In the code that we provide you should only have to add code below the comment your code here...

We have also provided two additional functions that you may find useful when implementing k-means clustering: (1) addArrays takes as input two arrays of the same length and returns a new array that is the point-wise sum of these two arrays; and (2) computeDistance takes as input two vectors of any length and returns the Euclidean distance between them. You can assume that there will be only two clusters (you are welcome to write your code in such a way that it can partition more than two clusters and then differentiate between multiple languages – this will require you to add more data, in a third language, to the file text.txt).

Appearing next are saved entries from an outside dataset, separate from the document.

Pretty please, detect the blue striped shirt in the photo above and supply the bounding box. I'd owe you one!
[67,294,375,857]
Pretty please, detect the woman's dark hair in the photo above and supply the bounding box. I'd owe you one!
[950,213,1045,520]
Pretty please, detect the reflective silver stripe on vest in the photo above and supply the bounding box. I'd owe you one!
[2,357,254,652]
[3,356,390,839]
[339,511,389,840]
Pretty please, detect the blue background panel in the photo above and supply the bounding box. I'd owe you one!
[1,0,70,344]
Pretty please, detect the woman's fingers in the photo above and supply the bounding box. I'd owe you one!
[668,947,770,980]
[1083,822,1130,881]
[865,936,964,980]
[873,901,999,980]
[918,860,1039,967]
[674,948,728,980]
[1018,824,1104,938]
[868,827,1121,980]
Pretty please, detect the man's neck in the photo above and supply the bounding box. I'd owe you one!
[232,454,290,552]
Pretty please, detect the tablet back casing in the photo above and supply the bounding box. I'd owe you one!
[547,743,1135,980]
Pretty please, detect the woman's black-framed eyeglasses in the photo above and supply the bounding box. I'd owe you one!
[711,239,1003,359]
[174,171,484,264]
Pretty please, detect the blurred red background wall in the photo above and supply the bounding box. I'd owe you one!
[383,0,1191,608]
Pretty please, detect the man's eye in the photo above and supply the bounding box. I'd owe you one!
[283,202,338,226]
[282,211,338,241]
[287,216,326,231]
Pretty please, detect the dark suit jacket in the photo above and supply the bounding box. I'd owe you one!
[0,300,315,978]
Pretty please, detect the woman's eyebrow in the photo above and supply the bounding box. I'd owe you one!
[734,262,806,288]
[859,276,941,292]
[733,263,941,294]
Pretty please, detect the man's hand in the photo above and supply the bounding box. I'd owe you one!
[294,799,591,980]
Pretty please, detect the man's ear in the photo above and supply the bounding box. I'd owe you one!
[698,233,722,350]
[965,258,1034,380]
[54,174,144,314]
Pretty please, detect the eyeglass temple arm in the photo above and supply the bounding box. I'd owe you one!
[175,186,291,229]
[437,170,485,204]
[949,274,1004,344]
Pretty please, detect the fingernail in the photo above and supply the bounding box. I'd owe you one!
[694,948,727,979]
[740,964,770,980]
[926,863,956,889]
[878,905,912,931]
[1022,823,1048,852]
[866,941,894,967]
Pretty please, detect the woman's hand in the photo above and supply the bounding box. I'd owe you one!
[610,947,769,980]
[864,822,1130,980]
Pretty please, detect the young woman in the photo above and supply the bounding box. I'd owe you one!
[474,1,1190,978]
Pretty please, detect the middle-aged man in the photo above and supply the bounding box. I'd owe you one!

In my solution, I created an array called membership of length 40. The i-th entry of this array corresponds to the cluster (a value of 0 or 1) to which the i-th line of text belongs. On each iteration of the k-means clustering, you should print the value of membership so that the output of your code looks something like this:

0110000000100100000001000000100000000000

1111100001101100001101111000110001000000

1111100001101100001111111000110001100000

To keep things simple, you can hardwire your k-means to make five iterations or if you are feeling ambitious, test the previous vs. current cluster assignment to determine if you should stop iterating.

Your output may look a little different depending on the initial randomly selected clusters but if your clustering is working properly it should (usually) return the same answer as shown on the last line (because the cluster assignment of 1 or 0 is arbitrary your solution may be the same except that the values of 1 and 0 are reversed).